2. **Expected artifact contract** (optional) — a list of expected files and their types. If not provided, infer from the directory contents.

Example contract:
```
quarterly-report.pptx   → PowerPoint with embedded images
financial-model.xlsx     → Excel with at least one formula
exec-summary.pdf         → PDF with selectable text (not a scan)
press-release.docx       → Word document with tracked changes off
```

## Phase 2: Per-Format Validation

Run the following checks for each file type found in the directory.
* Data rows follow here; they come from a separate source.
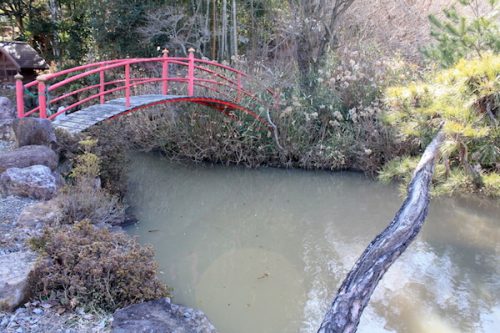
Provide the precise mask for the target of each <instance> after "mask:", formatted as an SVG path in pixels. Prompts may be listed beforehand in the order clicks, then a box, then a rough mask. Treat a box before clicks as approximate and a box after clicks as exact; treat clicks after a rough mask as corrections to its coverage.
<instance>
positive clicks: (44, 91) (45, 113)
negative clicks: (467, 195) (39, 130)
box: [36, 75, 47, 118]
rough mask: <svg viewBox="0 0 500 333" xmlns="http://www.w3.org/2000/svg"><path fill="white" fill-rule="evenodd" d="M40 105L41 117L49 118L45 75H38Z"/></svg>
mask: <svg viewBox="0 0 500 333" xmlns="http://www.w3.org/2000/svg"><path fill="white" fill-rule="evenodd" d="M36 80H37V81H38V107H39V108H40V118H47V96H46V95H45V94H46V92H47V87H46V85H45V82H46V81H47V77H46V76H45V75H38V77H37V78H36Z"/></svg>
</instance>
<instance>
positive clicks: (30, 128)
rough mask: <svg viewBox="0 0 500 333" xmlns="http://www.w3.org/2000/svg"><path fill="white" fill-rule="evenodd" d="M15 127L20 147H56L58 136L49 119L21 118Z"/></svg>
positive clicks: (14, 131) (18, 146) (51, 147)
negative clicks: (42, 145)
mask: <svg viewBox="0 0 500 333" xmlns="http://www.w3.org/2000/svg"><path fill="white" fill-rule="evenodd" d="M13 126H14V133H15V134H16V142H17V146H18V147H23V146H30V145H45V146H48V147H51V148H55V147H56V142H57V140H56V134H55V131H54V128H53V127H52V123H51V122H50V120H48V119H41V118H21V119H16V120H14V124H13Z"/></svg>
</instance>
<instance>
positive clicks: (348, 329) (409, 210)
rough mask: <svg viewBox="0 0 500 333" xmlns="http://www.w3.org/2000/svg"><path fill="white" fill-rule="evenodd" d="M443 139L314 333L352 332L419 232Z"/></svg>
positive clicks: (419, 170) (343, 284)
mask: <svg viewBox="0 0 500 333" xmlns="http://www.w3.org/2000/svg"><path fill="white" fill-rule="evenodd" d="M443 140H444V133H443V131H442V130H440V131H439V132H438V134H437V135H436V137H435V138H434V140H432V142H431V143H430V144H429V146H427V148H426V149H425V152H424V154H423V155H422V158H421V159H420V162H419V164H418V166H417V168H416V169H415V172H414V174H413V178H412V180H411V182H410V185H409V186H408V195H407V197H406V199H405V201H404V202H403V205H402V206H401V208H400V209H399V211H398V212H397V214H396V216H395V217H394V219H393V220H392V222H391V223H390V224H389V226H388V227H387V228H386V229H385V230H384V231H382V233H380V234H379V235H378V236H377V237H375V239H374V240H373V241H372V242H371V243H370V245H368V247H367V248H366V250H365V251H364V252H363V254H362V255H361V257H360V258H359V259H358V261H357V262H356V263H355V264H354V267H353V268H352V269H351V271H350V272H349V274H348V275H347V277H346V279H345V280H344V282H342V285H341V286H340V289H339V290H338V292H337V296H336V297H335V299H334V300H333V303H332V305H331V307H330V309H329V310H328V312H327V313H326V315H325V318H324V320H323V323H322V324H321V327H320V328H319V330H318V333H341V332H342V333H350V332H356V329H357V327H358V324H359V320H360V318H361V314H362V313H363V310H364V308H365V307H366V305H367V304H368V301H369V300H370V297H371V295H372V293H373V291H374V290H375V287H376V286H377V284H378V282H379V281H380V279H381V278H382V276H383V275H384V274H385V272H386V271H387V270H388V269H389V267H390V266H391V265H392V264H393V263H394V262H395V261H396V259H398V258H399V256H400V255H401V254H402V253H403V252H404V251H405V250H406V248H407V247H408V245H410V243H411V242H412V241H413V239H415V237H416V236H417V234H418V233H419V231H420V229H421V228H422V225H423V223H424V221H425V218H426V216H427V211H428V208H429V202H430V195H429V188H430V185H431V180H432V174H433V172H434V161H435V159H436V157H437V155H438V153H439V147H440V146H441V143H442V142H443Z"/></svg>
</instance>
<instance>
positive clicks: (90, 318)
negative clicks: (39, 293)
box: [0, 302, 112, 333]
mask: <svg viewBox="0 0 500 333" xmlns="http://www.w3.org/2000/svg"><path fill="white" fill-rule="evenodd" d="M111 320H112V316H111V315H110V314H99V313H95V314H91V313H85V312H84V311H83V310H81V309H77V310H76V311H75V312H71V313H68V312H64V309H63V308H59V307H57V306H52V305H51V304H47V303H40V302H32V303H26V304H25V306H24V307H21V308H18V309H17V310H16V311H15V312H13V313H5V312H0V332H5V333H48V332H50V333H87V332H89V333H90V332H92V333H98V332H99V333H101V332H109V331H110V329H109V327H110V326H111Z"/></svg>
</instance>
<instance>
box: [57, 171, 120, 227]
mask: <svg viewBox="0 0 500 333" xmlns="http://www.w3.org/2000/svg"><path fill="white" fill-rule="evenodd" d="M95 183H96V180H95V179H87V178H84V179H80V180H79V181H77V182H76V183H75V184H73V185H68V186H66V187H65V188H63V190H62V191H61V193H60V194H59V195H58V196H57V198H56V199H55V200H56V201H57V203H58V205H59V207H60V208H61V211H62V213H63V219H62V221H61V222H62V223H66V224H73V223H74V222H77V221H82V220H84V219H88V220H89V221H90V222H91V223H92V224H96V225H99V224H102V223H108V224H111V225H119V224H122V223H123V221H124V220H125V207H124V206H123V204H122V203H121V202H120V201H119V199H118V198H117V197H116V196H113V195H111V194H110V193H109V192H108V191H106V190H105V189H102V188H100V187H99V184H95Z"/></svg>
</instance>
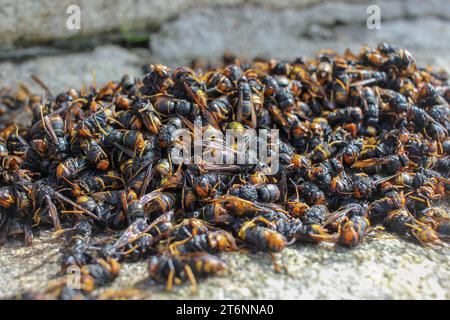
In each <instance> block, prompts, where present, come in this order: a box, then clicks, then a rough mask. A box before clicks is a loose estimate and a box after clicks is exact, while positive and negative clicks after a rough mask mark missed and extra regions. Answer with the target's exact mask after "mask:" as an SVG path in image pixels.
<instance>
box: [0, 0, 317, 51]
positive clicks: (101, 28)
mask: <svg viewBox="0 0 450 320" xmlns="http://www.w3.org/2000/svg"><path fill="white" fill-rule="evenodd" d="M319 1H320V0H283V1H279V2H278V1H277V3H276V5H274V4H272V3H271V1H269V0H262V1H260V0H252V1H251V3H253V4H257V5H261V6H265V7H270V8H274V9H277V8H280V7H283V8H286V7H296V8H298V7H303V6H306V5H309V4H311V3H317V2H319ZM243 3H245V1H244V0H221V1H217V0H170V1H167V0H151V1H146V0H120V1H119V0H60V1H52V0H39V1H35V0H1V1H0V30H2V32H1V33H0V47H1V46H2V45H3V46H6V45H11V44H14V43H15V44H24V43H27V42H33V43H36V42H45V41H50V40H55V39H66V38H69V37H82V36H86V35H92V34H98V33H104V32H108V31H112V30H117V29H120V28H127V29H136V28H146V27H151V28H156V27H157V26H159V25H160V24H161V23H162V22H163V21H166V20H167V19H169V18H173V17H174V16H176V15H177V14H178V13H179V12H183V11H184V10H187V9H188V8H193V7H217V6H237V5H240V4H243ZM69 5H77V6H78V7H79V8H80V9H81V29H80V30H70V29H68V28H67V27H66V21H67V19H68V17H69V14H67V13H66V10H67V7H68V6H69Z"/></svg>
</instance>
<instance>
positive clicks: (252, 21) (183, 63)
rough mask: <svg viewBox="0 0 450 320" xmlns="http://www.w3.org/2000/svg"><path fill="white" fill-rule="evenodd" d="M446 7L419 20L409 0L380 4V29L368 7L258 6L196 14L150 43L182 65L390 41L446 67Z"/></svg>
mask: <svg viewBox="0 0 450 320" xmlns="http://www.w3.org/2000/svg"><path fill="white" fill-rule="evenodd" d="M444 2H445V1H434V3H435V6H434V7H431V8H429V10H427V11H424V12H423V14H420V15H419V13H417V14H416V15H415V16H414V19H411V18H410V17H409V15H411V13H409V12H410V11H411V10H412V9H410V8H411V7H412V6H411V5H409V1H406V2H404V1H380V2H375V3H378V5H379V6H380V9H381V29H379V30H369V29H368V28H367V26H366V18H367V13H366V9H367V3H357V4H349V3H345V2H327V3H324V4H319V5H316V6H312V7H309V8H306V9H304V10H296V9H283V10H276V11H272V10H269V9H267V8H263V7H254V6H244V7H242V8H240V9H239V10H237V9H235V8H219V9H210V8H204V9H195V10H190V11H186V12H184V13H183V14H181V15H180V16H179V17H178V18H177V19H175V20H173V21H171V22H167V23H165V24H163V26H162V28H161V30H160V31H159V32H158V33H156V34H154V35H153V36H152V38H151V43H150V44H151V49H152V52H153V57H154V59H155V60H158V61H163V62H164V63H167V64H172V65H176V64H180V65H182V64H186V63H188V62H189V61H190V60H191V59H192V58H194V57H197V56H201V57H204V58H207V59H211V60H215V59H216V60H217V59H218V58H220V56H221V54H222V53H223V52H224V51H225V50H231V51H232V52H234V53H236V54H237V55H239V56H243V57H248V58H252V57H255V56H262V57H277V58H282V59H293V58H295V57H297V56H298V55H300V54H306V55H309V56H311V55H313V54H314V53H315V52H317V51H318V50H320V49H323V48H331V49H336V50H338V51H340V52H343V51H344V50H345V48H347V47H349V48H351V49H353V50H359V48H360V47H361V46H362V45H364V44H371V45H376V44H378V43H379V42H381V41H386V42H390V43H396V44H398V45H399V46H403V47H406V48H407V49H408V50H410V51H411V52H412V53H413V54H414V55H416V56H417V57H418V59H419V60H421V61H422V62H423V63H431V64H434V65H436V64H438V65H439V66H443V65H445V64H447V65H448V64H449V62H450V57H449V55H448V48H449V46H450V44H449V39H450V23H449V20H450V12H448V11H449V9H448V6H447V5H445V4H444ZM438 4H440V5H441V8H442V10H441V11H439V10H438V8H439V6H438ZM433 8H434V9H433ZM236 39H239V41H236ZM431 53H433V54H431ZM440 56H441V57H442V58H437V57H440ZM437 59H441V60H439V61H438V60H437ZM442 59H443V60H444V61H442Z"/></svg>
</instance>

Use Python's standard library (`zipfile`, `struct`) or lightweight tools; do not install external packages without asking.

### .pptx / .pptx-like files
- Open as ZIP. A valid .pptx contains `ppt/presentation.xml`.
- Check `ppt/slides/` directory exists and has at least one slide.
- Check `ppt/media/` for embedded images if the contract specifies "with embedded images."
- **Fail signal**: ZIP opens but lacks `ppt/` tree → HTML or other format with .pptx extension.

### .xlsx / .xls files
- Open as ZIP. A valid .xlsx contains `xl/workbook.xml`.
- Check `xl/sharedStrings.xml` for non-empty string content.
- Search `xl/worksheets/sheet*.xml` for `<f>` tags (formula cells).
- **Fail signal**: No `<f>` tags → spreadsheet has no formulas despite claiming to be a financial model.

### .pdf files
- Read first 4 bytes: must be `%PDF`.
- Scan for `/Font` entries (presence indicates selectable text, not a scanned image-only PDF).
- Check file size > 10 KB (near-empty PDFs are suspicious).
- **Fail signal**: Starts with `<html` or `<!DOCTYPE` → HTML renamed to .pdf.

### .docx files
- Open as ZIP. A valid .docx contains `word/document.xml`.
- Check `word/document.xml` has non-trivial content (> 500 bytes).
- **Fail signal**: ZIP lacks `word/` tree → not a real Word document.

### Other / unknown extensions
- Report file size and MIME type detected from magic bytes.
- Flag if extension and detected type mismatch.

## Phase 3: Report

Produce a structured report:

```
=================================================================
ARTIFACT CONTRACT VALIDATION REPORT
=================================================================
Directory:   {path}
Validated:   {date}
Files:       {count}

Results
-------
{filename}          {PASS | FAIL | WARN}
  {failure reason if applicable}

{filename}          PASS

Summary
-------
Passed:    {n}
Failed:    {n}
Warnings:  {n}

{If failures}: The following files did not pass authenticity checks
and should be regenerated before delivery:
  - {filename}: {specific issue}
=================================================================
```

## Phase 4: Remediation Guidance

For each failed file, provide the specific regeneration instruction:

- **HTML-as-PPTX**: "Re-run the generation prompt with an explicit instruction: 'Output a real .pptx file using python-pptx, not an HTML file.'"
- **No-formula spreadsheet**: "Re-run with: 'Use openpyxl to write real Excel formulas in column C. Do not hard-code values — use =SUM() and cell references.'"
- **Scan-only PDF**: "Re-run with: 'Generate the PDF using reportlab or weasyprint to produce selectable text, not a screenshot.'"

## What This Does NOT Do

- Does not validate the *content* of files — only format authenticity.
- Does not check for copyright or data accuracy.
- Does not execute or render files — all checks are structural/byte-level.
- Does not require external packages to be pre-installed — it generates inline Python to perform the checks.

## Source

Extracted from Nate Kadlac newsletter (2026-04-28): "ChatGPT 5.5 scored 87 where the next best model scored 67. Here's what that gap looks like in real work." The Multi-Artifact Work Package template (Nate's Prompt 2) includes a verification layer that confirms artifacts are real files in real formats — this skill operationalizes that verification layer as a standalone, reusable validator.